Before anyone freaks out about Canada’s impending federal debt apocalypse: the sky is not falling. Even with the string of post-Trudeau deficits, the country’s overall debt-to-GDP ratio is still set to decrease. UBC economist Kevin Milligan has a good thread unpacking what this means on Twitter, but the tl;dr version is that fears about the nominal federal deficit are greatly exaggerated. In the grand financial scheme of things, these deficits are minor compared to what is produced annually by the Canadian economy, and the feds have pretty good long-term fiscal prospects.

(The provinces, on the other hand, are a very different story. But let’s not worry about that right now!)

So chalk this whole deficit thing up to another broken promise from the prime minister. (He is very bad for that.) But that too is part and parcel of a budget that is, by and large, more smoke than fire. It contains no groundbreaking measures nor expansive visions—beyond prepping some version of a pharmacare policy to likely anchor their 2019 election campaign. The budget’s ideological commitment to liberal feminism is admirable, but even most of those measures are comparatively light.

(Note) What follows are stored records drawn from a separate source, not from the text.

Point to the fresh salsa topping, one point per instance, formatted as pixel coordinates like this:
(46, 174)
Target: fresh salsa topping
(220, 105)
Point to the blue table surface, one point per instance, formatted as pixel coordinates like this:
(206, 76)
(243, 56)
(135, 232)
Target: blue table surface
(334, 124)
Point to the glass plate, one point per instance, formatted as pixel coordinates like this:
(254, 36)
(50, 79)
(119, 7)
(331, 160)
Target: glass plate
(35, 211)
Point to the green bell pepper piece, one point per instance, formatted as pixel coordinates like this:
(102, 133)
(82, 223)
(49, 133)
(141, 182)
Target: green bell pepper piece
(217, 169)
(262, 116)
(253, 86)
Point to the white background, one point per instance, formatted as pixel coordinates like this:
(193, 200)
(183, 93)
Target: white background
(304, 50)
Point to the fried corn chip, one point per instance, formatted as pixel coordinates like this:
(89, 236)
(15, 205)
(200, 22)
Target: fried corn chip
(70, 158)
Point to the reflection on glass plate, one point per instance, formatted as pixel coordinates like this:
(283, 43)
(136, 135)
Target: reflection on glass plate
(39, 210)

Don’t get me wrong. Subsidies for female entrepreneurs/athletes and a month or two of paternity leave are more than welcome. But if the goal is to supercharge the economy by filling the workforce with women freshly emancipated from the drudgery of domestic labour —and we’re copying Quebec anyway—why not just bring in a childcare program? As former Saskatchewan finance minister Janice MacKinnon told CBC, it really does appear like the Liberals opted for a symbolic flash-in-the-pan approach to gender equity rather than taking it soberly or seriously.

To a lesser degree, you could argue the Liberals are doing the same thing with the deficits. Given that they are comparatively small—and that the debt-to-GDP ratio is still projected to decrease—it is likely that the government’s emphasis on providing infrastructure spending (although there was little to none in this budget) or social programs with a deficit is another symbolic gesture. It signals their progressive credentials to a Canadian electorate long-conditioned to believe that the primary ideological cleavage in political life is that the Left spends money and the Right does not, which is very important in a party system with two leftish parties against a single conservative opponent. This was part of the Liberal resurgence against the NDP in the 2015 election and it’s clear that they’re sticking with it. When Mulcair promised to balance budgets, Trudeau promised to run a deficit. (For the record, Harper’s last “balanced budget” was as much political posturing as this one; the Conservatives sold off the government’s stake in the auto sector to fudge the numbers on their books. Substantive federal budgets have already joined the Sears Catalogue and Rupert’s Land as another unhappy ghost of long-gone Canadiana.)

It makes more sense, then, to see this all as a pre-pre-election budget aimed at undercutting an electoral threat from the NDP. If you’ve got a Liberal government ready to give you pharmacare and a winking “money is no object” patronage to the equity-seeking groups it targets at election time—and they’re an incumbent “progressive” government trying to hold down the fort from the scary Conservatives—why do you need a Liberal-lite NDP? But that’s a question for Jagmeet Singh to answer at some point in the next 18 months.